Least Squares Estimation in Python, using Pandas and Statsmodels

Theory, equations and matrix shapes for data used in an ordinary least squares operation which fits a line through a set of points representing measured distances are shown at the top of this IPython notebook.

Theory, equations and matrix shapes for data used in a weighted least squares operation which compares the accuracy of a similarity and affine transform of observed x and y coordinates are shown at the top of this IPython notebook.
This notebook also demonstrates the use of estimated parameters to calculate transformed coordinates of new input points, using both statsmodels predict() function, and manually, using a transformation matrix.

Terminology

A, A matrix, X: the design matrix, referred to as exogenous in the statsmodels module. The explanatory variable, or regressors.
b, b vector, Y: the outcome vector, referred to as endogenous in the statsmodels module. The response variable, or regressand.
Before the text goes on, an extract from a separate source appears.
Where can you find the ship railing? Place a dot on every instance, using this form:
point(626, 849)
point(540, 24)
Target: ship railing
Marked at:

See the docs for a complete explanation. It should also be noted that the signatures of the numpy.linalg.lstsq and statsmodels.WLS methods are reversed: numpy expects the design matrix followed by the outcome vector, while statsmodels expects the outcome vector followed by the design matrix.

Data is contained in CSVs in the data directory:

coordinates.csv contains imaged coordinates of the control points, while ground_control_points.csv contains the actual coordinates in eastings and northings. For the OLS example, year_distance.csv contains the data for the ordinary least squares transform.
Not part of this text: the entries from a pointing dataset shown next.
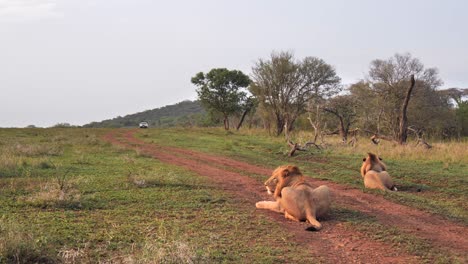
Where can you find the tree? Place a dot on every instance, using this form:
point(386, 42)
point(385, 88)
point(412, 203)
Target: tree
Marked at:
point(393, 81)
point(247, 106)
point(284, 85)
point(343, 108)
point(219, 91)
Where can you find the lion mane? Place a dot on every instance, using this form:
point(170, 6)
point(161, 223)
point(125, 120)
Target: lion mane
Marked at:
point(375, 175)
point(298, 200)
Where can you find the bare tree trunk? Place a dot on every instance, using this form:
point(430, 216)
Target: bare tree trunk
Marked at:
point(279, 125)
point(343, 131)
point(226, 123)
point(242, 119)
point(403, 134)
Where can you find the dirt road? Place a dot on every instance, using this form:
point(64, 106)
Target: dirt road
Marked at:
point(334, 243)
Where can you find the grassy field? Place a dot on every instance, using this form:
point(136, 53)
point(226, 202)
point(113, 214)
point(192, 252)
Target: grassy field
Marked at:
point(67, 196)
point(441, 173)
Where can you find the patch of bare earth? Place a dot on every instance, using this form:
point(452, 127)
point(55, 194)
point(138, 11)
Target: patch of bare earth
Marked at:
point(334, 243)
The matrices are described for the least squares methods using a patsy formula, which is similar to those used in R, though they can also be specified in terms of endog/exog (or y and X etc.) using the uppercase versions of the methods found in statsmodels.formula.api.
NB: If you are not using patsy to describe the OLS formula, you must ensure that your design matrix contains an intercept by including a constant term. You can do this manually, or by using the add_constant method. If you do not do this, your results will be wrong: the line will be fitted as if the b term in y = mx + b was 0.
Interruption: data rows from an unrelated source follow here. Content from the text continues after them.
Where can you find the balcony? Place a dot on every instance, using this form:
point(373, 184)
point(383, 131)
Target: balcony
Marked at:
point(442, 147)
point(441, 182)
It's apparent from the scatter plot shown at the top of the page that the affine transformation is the more accurate of the two, however we can compare the quality of the two transformations by obtaining the sigma zero value, which is the standard error of the weighted residual variance for each transform, and can be calculated by taking the square root of either the mse_resid or (more correctly in a weighted regression) the scale attribute of the result object:

Standard error of the affine transform: 0.0048
Standard error of the similarity transform: 0.0254

The ordinary least squares fit example is just a dummy set of measurements, regressed against the year in which they were made. Green points on the plot show actual measurements, while the fuchsia-coloured line shows the best fit following least squares treatment.